Dani Shapiro
October 9, 2008

Succumbing to Dismay

Today is Yom Kippur, and probably blogging is somewhere high up on the list of what you’re not supposed to do on Yom Kippur. In the Orthodox Jewish family of my childhood–if blogging or computers had existed–this very act would have broken a series of prohibitions. The use of electricity, for one. Writing, for another. Not to mention removing one’s focus from the holiness and importance of the day.

But I am actually thinking about the holiness and importance of the day. Last night, Michael, Jacob and I went to Kol Nidre services at a synagogue I’ve finally discovered in my search for a place to belong as a Jew here in Cheever country. It’s been a long (six year long!) road, but finally I have found a sanctuary where I feel spiritually at home. And because I feel so comfortable there, I found myself able to listen, to really listen to the “ashamnu” prayer which is central to the Kol Nidre service. This is the prayer that always scared me half to death as a child, and even as an adult. As God flips through the pages of the Book of Life and makes decisions about the fate of each and every person in the coming year, we beat our chests and admit our sins. The language of this list of sins is disconcerting: we have stolen, we have committed adultery, we have become violent, we have been contemptuous, we have rebelled. We have been wicked, stiff-necked, immoral. Last night, somehow, these words felt the way I think they’re supposed to. They were not necessarily my personal confessions, but the confessions of an entire people. An entire community, a world of humanity, admitting their frailty.
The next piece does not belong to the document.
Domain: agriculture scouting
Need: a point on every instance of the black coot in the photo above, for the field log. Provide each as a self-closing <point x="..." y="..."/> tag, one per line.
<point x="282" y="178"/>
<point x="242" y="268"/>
Finally, though, it was this sin that popped out at me: For the sin of succuming to dismay. If there was ever a moment to understand this as a sin, or a failing, it seemed a good time to recognize it. To feel dismay is not a sin. The sin is to succumb to it. I held the thought like a small stone in my pocket, fingering it, returning to it on the drive home.

But then we returned from services and walked into the kitchen to discover that Samson the Labradoodle pup had managed to pull the half-eaten challah off the kitchen counter, and had eaten the whole thing. Bits of saran wrap covered the kitchen floor. We called the vet to be sure the dog wasn’t in danger. And I tried not to succumb to dismay.